To their credit, they push it on the bases and they have taken the extra base 45 percent of the time, which ranks seventh in all of baseball, so while they get thrown out a lot, they’re also successful a lot.
So close to the magical 1738, but not quite there! What is this number, you might be asking? If you follow @UmpScorecards on Twitter, you know that they put out a daily report card for each home plate umpire for each game. It shows the most egregious missed calls, the umpire’s overall accuracy and consistency plus how many balls they called strikes and how many strikes they called balls. If you follow them and think, ‘man the Royals get hosed a lot,’ you’re right. That -17.28 is the number of total runs the Royals have lost based on this site’s algorithm.
Here is the worst one I’ve ever seen.
Yep, that goes as hard as ever against the Royals. You might think it’s meaningless, but I don’t believe it to be. I’ve railed against the strike zone all season long. Royals hitters have actually been hurt worse by bad umpiring than their pitching, which…I don’t know why. But I think it’s interesting and in a year where I feel like bad umpires have been the story far too often, I think this number defines some of the first half.

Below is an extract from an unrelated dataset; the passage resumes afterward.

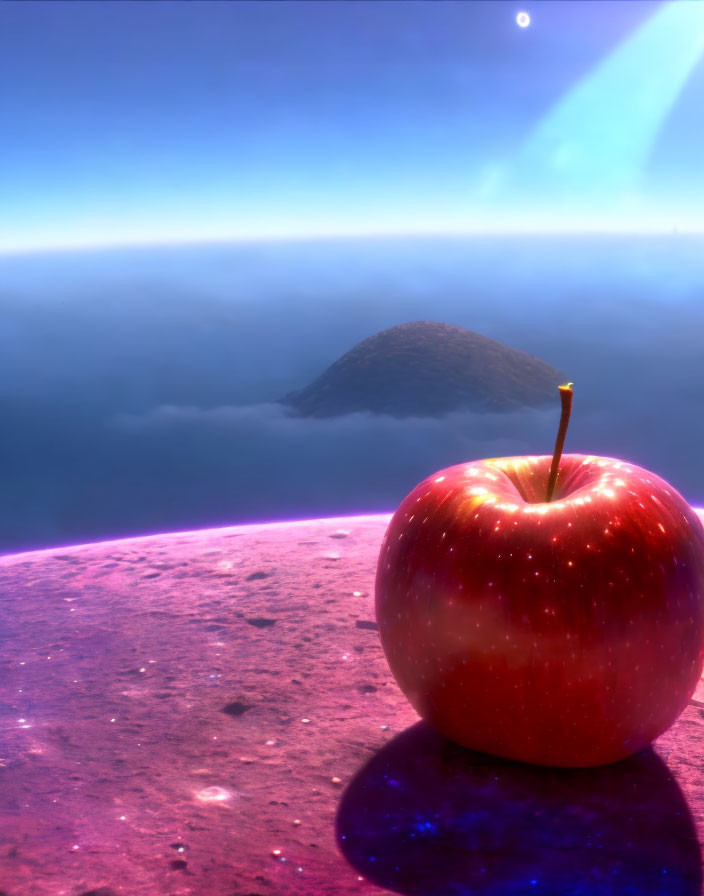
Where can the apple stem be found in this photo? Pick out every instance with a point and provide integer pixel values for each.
(566, 399)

Starting tomorrow, we begin the home stretch of what has already been an aggressively long season. Last year, the Royals went 38-35 after the break. Since their last competitive season in 2017, the Royals have improved their winning percentage by an average of 125 points after the break with the biggest coming in 2018 where they jumped from .284 to .463. Will this be another year of big jumps? Have they already started that with their solid play over the last 38 games? I guess we’ll find out soon enough.